On Wed, 14 Mar 2001, Simon Morley wrote:

> Hi,
> I am trying to work out how much load I can expect to handle using SQUID in
> accelerator mode. It would very much help if people could give me an idea of
> what load they are coping with for a given hardware configuration and OS.
>
> For example we have the following hardware:-
>
> Dual PIII 800Mhz with 1GB RAM and 8GB SCSI for the cache.
> This is running Linux with a 2.2 kernel.
>
> SQUID is in accelerator mode and is running with a pool of 30 redirectors
> which munge URL's from public to internal representation.
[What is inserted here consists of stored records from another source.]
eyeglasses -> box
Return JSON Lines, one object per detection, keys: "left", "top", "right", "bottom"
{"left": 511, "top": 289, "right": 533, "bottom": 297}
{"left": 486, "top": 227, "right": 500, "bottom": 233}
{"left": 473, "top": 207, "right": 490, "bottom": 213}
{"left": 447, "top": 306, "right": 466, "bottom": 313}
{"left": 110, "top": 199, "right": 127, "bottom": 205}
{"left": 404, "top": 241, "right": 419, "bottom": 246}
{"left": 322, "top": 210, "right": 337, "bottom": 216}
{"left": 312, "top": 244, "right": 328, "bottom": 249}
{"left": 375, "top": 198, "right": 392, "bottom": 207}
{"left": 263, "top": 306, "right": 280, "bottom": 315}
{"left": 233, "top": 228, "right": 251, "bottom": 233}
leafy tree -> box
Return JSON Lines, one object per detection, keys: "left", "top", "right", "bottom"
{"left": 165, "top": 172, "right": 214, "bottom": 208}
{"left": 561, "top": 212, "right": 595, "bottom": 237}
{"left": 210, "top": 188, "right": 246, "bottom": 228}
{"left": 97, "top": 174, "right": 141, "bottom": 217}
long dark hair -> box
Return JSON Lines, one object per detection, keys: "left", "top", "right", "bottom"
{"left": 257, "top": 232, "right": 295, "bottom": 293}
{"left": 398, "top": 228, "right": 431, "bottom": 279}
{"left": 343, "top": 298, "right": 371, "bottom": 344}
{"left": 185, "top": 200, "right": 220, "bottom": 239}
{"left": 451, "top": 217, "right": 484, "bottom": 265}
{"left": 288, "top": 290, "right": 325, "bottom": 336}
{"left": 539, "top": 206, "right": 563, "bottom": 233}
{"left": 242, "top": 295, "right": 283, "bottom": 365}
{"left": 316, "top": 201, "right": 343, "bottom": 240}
This all front
> end's a pool of Windows 2000 servers which runs our service.
>
> At peak load we are getting about 100 requests a second, of which I am
> getting a 95% hit rate with the average object size being around 6KB. This
> uses about 6 to 7% CPU and around 2 or 3 of the redirectors to be in
> permanent use.
>
> This does suggest that we will run out of bandwidth before SQUID runs out of
> power, but I want to get more *real world* values.
>
> Any help would be very much appreciated.

I've done tests with polygraph and achieved 500+ requests per second
with similar workload characteristics (90% DHR, 10K file size).

One of the first bottlenecks that you'll probably hit is the
number of ephemeral TCP ports. In my case I couldn't get past
300 req/sec until I decreased the TCP MSL value so ports are
reused faster. On your linux box you'll want to increase
the ephemeral port range first, and decrease MSL as a last resort.